2. What are the minimum system requirements? 

The minimum system requirements for Maxwell Render are listed in the System requirements page.

3. Which parameters determine the amount of RAM needed for certain project? 

The amount of RAM needed depends on several factors:

  • Resolution: The bigger the render the bigger the buffers that have to be stored in memory for the image, Multilight sliders and channels.

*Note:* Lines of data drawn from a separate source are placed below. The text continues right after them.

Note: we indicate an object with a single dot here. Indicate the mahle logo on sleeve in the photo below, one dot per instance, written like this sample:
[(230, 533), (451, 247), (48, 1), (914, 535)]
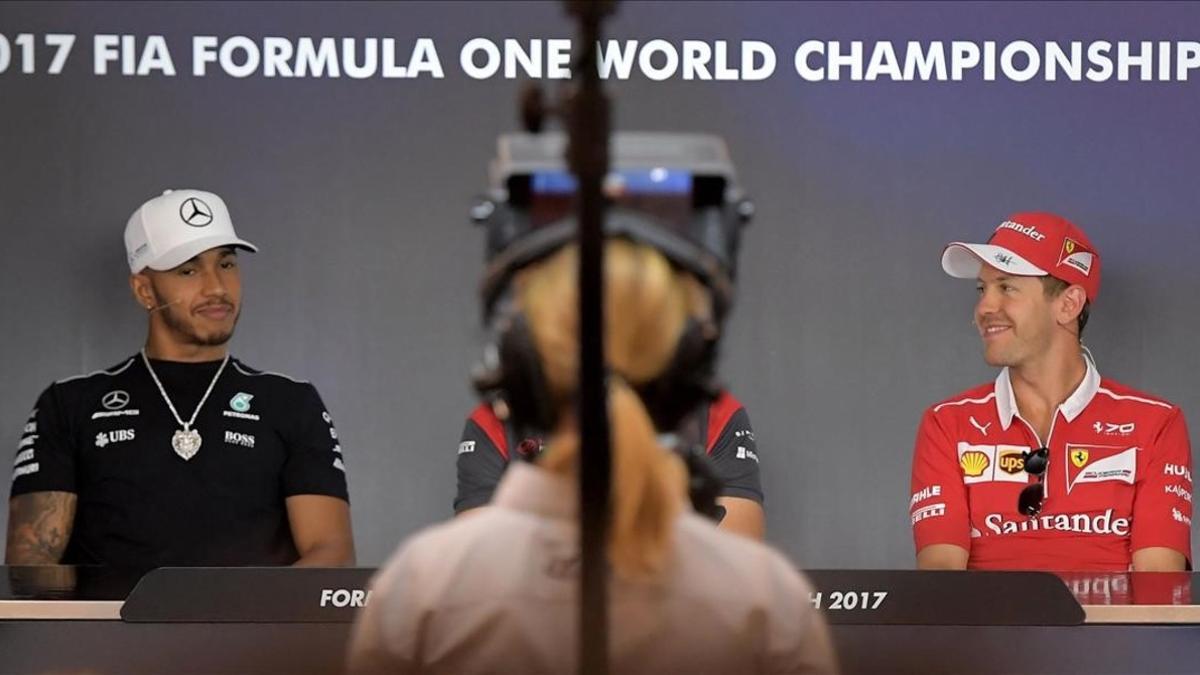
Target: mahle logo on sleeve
[(240, 402)]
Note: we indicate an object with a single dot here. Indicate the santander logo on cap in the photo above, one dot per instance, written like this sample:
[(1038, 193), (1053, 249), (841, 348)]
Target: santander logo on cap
[(1030, 244), (1031, 232), (1053, 244)]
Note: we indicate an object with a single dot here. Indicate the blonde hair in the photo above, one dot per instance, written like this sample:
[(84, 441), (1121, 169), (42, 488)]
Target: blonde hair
[(647, 304)]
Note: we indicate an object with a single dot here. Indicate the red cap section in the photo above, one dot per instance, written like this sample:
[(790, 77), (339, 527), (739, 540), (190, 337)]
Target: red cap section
[(1055, 245)]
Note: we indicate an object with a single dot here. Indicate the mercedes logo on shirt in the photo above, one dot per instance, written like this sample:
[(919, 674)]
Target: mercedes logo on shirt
[(115, 400), (196, 213)]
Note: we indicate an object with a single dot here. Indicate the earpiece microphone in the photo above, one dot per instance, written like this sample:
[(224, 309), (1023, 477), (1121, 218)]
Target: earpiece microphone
[(162, 306)]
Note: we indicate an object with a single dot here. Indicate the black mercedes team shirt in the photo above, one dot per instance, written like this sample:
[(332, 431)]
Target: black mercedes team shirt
[(487, 443), (107, 436)]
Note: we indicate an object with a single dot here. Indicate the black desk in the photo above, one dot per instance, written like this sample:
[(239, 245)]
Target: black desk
[(63, 620)]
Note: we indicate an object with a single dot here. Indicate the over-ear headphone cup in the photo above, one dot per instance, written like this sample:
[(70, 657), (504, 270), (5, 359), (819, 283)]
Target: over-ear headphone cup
[(688, 381), (522, 381)]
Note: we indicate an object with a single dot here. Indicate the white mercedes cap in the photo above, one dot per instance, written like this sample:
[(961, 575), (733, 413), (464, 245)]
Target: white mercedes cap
[(177, 226)]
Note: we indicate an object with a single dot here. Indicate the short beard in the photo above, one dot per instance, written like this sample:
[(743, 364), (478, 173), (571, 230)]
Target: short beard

  • Multilight: Each separate light slider needs to be stored in RAM so the more separate sliders you have, the more RAM is needed. To minimize the RAM usage you can apply the same emitter material to several geometry objects that are meant to be emitters or use the Multilight groups in which case they will all use the same slider - saving RAM. Color Multilight will need more RAM than regular ML because each color channel per light also needs to be stored in RAM.

  • Size of textures: Every texture used in the scene, including IBL maps, need to be stored in RAM.

  • Geometry: Although the amount of triangles plays a smaller part in the RAM usage compared to the points above, it still affects the RAM needed but in most scenes, this will be of minor importance.

  • Pretesselated displacement: This type of displacement subdivides the geometry before rendering (unlike On-the-Fly displacement), which renders fast but needs to hold the extra geometry in RAM. The higher the subdivision setting in the displacement material, the more RAM is needed.

  • Extensions: Hair and particles need more RAM - the more segments the hair has, or the more particles you have. Although these extensions are very efficient, they will use up RAM if used in the scene.

  • Extra render channels: The extra channels you can specify in the render options (Alpha, MatID, ObjectID, Normals etc) will need extra RAM to render. The amount they need depends also on the resolution of the main render.


Taking into account all these factors it is impossible to say how much RAM you will need for a certain render. It is best to test a render on your machine and check the RAM usage during the render.